# 65 hood/cowl seal



## injn37 (Nov 16, 2008)

Someone please shed light on this for me....

I installed the hood cowl seal to the front lip of the cowl panel before attaching cowl panel to firewall. It gets trapped under this front lip when you screw the panel down.From the Tempest manual it looks like this is where it goes. 
Now... in Ames catalog it shows clips for this seal. Can't find a place you can use them. Then... when I flipped the hood over, it looks like you can attach 'something to the underside of the hood in about the right spot, ( there are three holes). 
So, question is, did I install in the right spot, see pict or not?
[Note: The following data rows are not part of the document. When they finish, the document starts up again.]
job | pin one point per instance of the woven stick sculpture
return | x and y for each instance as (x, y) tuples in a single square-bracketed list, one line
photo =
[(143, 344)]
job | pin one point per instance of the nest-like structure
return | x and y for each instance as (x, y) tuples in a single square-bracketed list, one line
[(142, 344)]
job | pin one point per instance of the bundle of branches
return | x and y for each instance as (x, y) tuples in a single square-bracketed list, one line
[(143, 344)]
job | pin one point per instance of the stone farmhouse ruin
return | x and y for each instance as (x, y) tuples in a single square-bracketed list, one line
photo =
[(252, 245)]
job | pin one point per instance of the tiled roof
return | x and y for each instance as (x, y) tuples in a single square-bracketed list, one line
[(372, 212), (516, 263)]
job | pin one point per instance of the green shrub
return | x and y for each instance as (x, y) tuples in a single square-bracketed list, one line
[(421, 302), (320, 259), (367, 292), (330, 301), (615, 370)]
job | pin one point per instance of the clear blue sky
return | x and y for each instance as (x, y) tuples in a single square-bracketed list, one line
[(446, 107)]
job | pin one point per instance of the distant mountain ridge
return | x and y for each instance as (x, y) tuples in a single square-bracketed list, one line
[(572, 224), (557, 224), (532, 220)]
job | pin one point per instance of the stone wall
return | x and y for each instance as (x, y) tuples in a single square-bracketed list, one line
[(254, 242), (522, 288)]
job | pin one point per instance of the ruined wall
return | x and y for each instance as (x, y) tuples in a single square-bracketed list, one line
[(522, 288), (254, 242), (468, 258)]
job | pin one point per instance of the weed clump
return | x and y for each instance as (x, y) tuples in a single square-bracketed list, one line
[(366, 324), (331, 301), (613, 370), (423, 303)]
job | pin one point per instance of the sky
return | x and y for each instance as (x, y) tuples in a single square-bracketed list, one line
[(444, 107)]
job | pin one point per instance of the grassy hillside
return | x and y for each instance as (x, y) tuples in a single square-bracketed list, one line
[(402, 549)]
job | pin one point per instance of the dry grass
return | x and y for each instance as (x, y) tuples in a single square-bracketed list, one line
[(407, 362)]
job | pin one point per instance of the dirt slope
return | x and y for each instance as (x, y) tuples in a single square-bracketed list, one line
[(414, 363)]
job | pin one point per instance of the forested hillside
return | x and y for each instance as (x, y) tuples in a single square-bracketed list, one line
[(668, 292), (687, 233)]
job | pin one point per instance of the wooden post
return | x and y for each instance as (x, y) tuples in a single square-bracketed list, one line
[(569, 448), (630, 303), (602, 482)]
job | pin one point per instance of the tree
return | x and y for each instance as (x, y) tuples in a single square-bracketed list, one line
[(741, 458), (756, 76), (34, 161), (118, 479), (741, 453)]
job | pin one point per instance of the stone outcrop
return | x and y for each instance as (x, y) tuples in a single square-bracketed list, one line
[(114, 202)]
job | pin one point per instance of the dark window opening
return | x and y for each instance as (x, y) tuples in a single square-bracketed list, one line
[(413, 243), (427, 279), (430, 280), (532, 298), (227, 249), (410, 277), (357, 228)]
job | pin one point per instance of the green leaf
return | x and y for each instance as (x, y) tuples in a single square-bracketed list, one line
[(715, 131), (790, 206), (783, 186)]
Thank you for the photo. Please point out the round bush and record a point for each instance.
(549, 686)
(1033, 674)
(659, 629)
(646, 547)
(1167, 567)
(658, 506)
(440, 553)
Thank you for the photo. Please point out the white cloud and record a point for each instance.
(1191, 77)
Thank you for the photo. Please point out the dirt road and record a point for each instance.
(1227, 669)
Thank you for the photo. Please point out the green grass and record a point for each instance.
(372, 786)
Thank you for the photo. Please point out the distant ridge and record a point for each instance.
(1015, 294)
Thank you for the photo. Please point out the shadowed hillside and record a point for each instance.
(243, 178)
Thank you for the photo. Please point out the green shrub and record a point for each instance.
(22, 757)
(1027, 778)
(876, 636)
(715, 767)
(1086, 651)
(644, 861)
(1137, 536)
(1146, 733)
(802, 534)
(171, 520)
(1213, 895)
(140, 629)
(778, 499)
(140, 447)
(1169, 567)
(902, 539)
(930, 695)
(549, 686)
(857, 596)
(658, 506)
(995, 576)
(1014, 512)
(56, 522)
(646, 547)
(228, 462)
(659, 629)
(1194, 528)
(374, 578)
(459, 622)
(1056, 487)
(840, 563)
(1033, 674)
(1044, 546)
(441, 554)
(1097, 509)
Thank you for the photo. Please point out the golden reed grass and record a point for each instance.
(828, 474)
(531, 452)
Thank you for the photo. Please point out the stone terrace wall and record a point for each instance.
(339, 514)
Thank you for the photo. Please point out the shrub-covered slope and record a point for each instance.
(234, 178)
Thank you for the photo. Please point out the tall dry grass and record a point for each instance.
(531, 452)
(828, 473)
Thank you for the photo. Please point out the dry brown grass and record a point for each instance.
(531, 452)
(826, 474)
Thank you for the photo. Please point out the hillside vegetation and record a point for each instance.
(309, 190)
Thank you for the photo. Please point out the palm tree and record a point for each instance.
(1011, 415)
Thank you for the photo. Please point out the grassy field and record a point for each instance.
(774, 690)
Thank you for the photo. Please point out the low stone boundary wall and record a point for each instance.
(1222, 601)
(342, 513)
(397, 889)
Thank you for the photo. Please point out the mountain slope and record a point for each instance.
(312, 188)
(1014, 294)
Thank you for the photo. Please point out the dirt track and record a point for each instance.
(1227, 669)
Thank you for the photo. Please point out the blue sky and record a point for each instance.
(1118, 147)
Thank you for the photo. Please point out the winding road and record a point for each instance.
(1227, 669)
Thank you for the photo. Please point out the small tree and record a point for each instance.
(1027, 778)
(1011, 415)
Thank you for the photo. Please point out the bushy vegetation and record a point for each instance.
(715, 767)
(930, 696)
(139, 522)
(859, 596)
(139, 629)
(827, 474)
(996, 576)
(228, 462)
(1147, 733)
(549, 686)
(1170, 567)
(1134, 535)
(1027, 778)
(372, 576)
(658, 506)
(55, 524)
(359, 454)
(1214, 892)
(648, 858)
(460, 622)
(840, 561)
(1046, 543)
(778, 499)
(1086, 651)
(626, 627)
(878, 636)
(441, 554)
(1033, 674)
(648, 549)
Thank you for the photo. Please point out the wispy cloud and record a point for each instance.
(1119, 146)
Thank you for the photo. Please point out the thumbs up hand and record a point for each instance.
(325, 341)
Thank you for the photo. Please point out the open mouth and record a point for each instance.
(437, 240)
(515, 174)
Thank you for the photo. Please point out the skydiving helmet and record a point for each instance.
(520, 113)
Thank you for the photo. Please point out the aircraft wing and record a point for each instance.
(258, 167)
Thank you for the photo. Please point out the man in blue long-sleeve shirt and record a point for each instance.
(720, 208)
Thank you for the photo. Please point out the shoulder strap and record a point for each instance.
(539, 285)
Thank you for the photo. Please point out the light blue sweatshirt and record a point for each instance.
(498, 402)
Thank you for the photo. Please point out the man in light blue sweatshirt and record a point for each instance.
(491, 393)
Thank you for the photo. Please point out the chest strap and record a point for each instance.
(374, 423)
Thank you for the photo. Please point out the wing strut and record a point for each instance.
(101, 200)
Yeh, I know the car is really dusty!!!

rich


----------



## crustysack (Oct 5, 2008)

right spot but something is wrong . it looks upside down.the cowl panel should slide into it , into the slit you can see on the top part of your seal I believe the holes in your hood are probably for the insulation pad


----------



## injn37 (Nov 16, 2008)

First thing I am going to do tonight. 
THanks Crusty.

rich


----------



## 05GTO (Oct 6, 2004)

Here is a picture of my 67, I'm pretty sure the 64 thru 66 is the same which would be like crustysack said,


----------



## injn37 (Nov 16, 2008)

Bingo!
Don't know what I was thinking, but it does fit much better when you flip it over and install correctly.

Thanks guys!

rich


----------